(702g) Investigation on the Role of Acidity for NH3 Selective Catalytic Reduction of NO on Mo/Fe2O3 single Atom Catalyst

Selective catalytic reduction with ammonia (NH₃-SCR) is one of the effective strategies for treating NO_x from the vehicular exhaust.¹ The redox properties of the catalyst are crucial in determining the NH₃-SCR reaction mechanism and kinetics. This investigation is focused on modelling and analysing the NH₃-SCR reaction on single-atom Mo on Fe₂O₃ catalyst using Density Functional Theory (DFT) calculations to understand the influence of its acid-redox properties on the reaction mechanisms and kinetics. Single-atom Mo on Fe₂O₃ catalyst was modelled based on experimental data available in the literature.² Specifically, a single Mo atom is substituted on the top and sub-surface layer of the α-Fe₂O₃(001) surface.
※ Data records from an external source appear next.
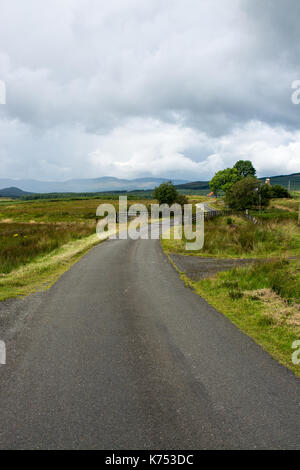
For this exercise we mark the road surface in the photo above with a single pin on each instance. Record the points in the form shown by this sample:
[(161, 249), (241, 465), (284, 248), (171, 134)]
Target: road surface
[(118, 354)]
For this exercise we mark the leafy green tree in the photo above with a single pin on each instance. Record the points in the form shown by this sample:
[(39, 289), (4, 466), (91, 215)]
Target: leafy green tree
[(223, 180), (248, 193), (278, 191), (245, 168), (166, 193)]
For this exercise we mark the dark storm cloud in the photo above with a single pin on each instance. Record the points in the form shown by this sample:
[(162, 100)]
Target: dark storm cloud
[(115, 87)]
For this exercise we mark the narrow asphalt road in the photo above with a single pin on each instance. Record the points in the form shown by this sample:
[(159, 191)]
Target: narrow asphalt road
[(118, 354)]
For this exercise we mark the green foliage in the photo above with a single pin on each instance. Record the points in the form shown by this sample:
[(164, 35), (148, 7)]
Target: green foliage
[(278, 191), (244, 239), (245, 168), (224, 179), (235, 294), (247, 194), (22, 243), (166, 193)]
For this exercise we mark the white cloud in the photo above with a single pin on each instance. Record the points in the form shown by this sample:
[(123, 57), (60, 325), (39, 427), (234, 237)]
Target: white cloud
[(137, 87)]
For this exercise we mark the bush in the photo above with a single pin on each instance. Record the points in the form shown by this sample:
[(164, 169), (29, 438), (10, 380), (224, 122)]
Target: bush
[(247, 194), (278, 191), (166, 193)]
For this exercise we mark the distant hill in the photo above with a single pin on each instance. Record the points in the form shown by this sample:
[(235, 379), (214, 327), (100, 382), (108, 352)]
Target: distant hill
[(93, 185), (196, 185), (13, 192)]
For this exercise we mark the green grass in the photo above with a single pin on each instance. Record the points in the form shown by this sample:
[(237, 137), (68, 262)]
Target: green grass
[(262, 301), (44, 270), (21, 243), (67, 210), (238, 237)]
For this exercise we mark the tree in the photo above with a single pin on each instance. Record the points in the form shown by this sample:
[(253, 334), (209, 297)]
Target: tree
[(248, 193), (278, 191), (223, 180), (245, 168), (166, 193)]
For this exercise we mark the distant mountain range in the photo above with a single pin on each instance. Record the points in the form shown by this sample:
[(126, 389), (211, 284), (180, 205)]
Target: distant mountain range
[(93, 185), (19, 188), (13, 192)]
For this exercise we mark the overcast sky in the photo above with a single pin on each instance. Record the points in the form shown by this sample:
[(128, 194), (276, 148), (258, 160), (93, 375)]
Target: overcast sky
[(134, 88)]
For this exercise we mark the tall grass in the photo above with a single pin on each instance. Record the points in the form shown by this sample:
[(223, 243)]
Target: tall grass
[(21, 243), (237, 237), (281, 276)]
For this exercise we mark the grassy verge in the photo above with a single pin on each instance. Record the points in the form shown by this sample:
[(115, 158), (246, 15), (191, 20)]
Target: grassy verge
[(263, 301), (21, 243), (41, 273), (237, 237)]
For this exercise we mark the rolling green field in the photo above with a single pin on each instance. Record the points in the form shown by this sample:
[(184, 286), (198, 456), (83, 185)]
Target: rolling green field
[(40, 239), (65, 210)]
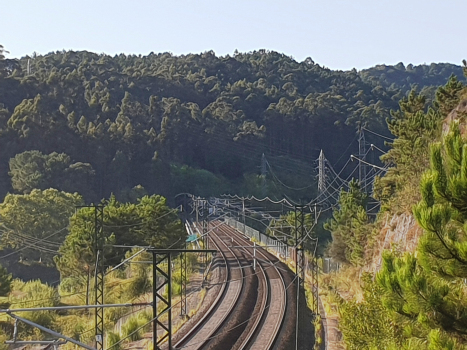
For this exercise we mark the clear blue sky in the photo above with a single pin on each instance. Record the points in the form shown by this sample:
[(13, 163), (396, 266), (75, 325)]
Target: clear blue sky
[(335, 33)]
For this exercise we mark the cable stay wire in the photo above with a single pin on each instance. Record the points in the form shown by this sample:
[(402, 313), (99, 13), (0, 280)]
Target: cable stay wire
[(375, 133), (283, 184), (379, 149), (45, 238)]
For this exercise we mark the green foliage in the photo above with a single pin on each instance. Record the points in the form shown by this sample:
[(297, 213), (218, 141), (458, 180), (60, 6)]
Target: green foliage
[(284, 227), (407, 77), (368, 324), (5, 281), (414, 127), (33, 170), (34, 294), (123, 114), (197, 182), (148, 222), (349, 226), (112, 339), (38, 221), (428, 289)]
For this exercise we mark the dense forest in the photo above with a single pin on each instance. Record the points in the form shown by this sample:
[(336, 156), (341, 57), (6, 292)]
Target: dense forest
[(96, 124), (125, 131)]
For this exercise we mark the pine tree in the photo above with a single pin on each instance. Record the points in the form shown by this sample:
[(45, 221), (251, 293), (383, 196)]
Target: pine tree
[(428, 288), (348, 226)]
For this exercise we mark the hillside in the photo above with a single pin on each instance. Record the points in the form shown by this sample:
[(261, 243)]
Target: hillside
[(404, 274), (125, 119)]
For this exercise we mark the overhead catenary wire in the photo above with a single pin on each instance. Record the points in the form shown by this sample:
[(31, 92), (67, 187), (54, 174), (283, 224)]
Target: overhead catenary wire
[(375, 133)]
The optimised catalyst model with sub-surface layer Mo substitution containing one H on the surface oxygen had geometric features in agreement with reported X-ray Absorption Fine Structure (XAFS) data. Furthermore, Bader charge analysis showed that the oxidation state of Mo was 4.85, which is consistent with the experimental value.² Ab initio thermodynamics analyses predicted that the oxygen-rich state of Mo on α-Fe₂O₃(001) surface is the most stable in an oxygen environment representative of vehicle exhaust gas. On the Mo on α-Fe₂O₃(001) catalyst, potential reaction pathways such as those involving NO oxidation and those involving oxidative dehydrogenation of NH₃ were investigated. In the pathway involving oxidative dehydrogenation of NH₃ to form NH₂, NO is preferentially adsorbed on the Fe sites adjacent to the Mo atom, which facilitates the easy coupling and formation of an NH₂NO intermediate with NH₂. This intermediate undergoes dehydrogenation to form an NHNO intermediate, which further undergoes intramolecular H transfer to form N₂ and OH without the concomitant formation of N₂O. This sequence of reactions ultimately enhances the N₂ selectivity. In routes involving NO oxidation to NO₂, the NH₂-NO₂ coupling step is unfavorable and N₂O is a surface intermediate and a potential byproduct.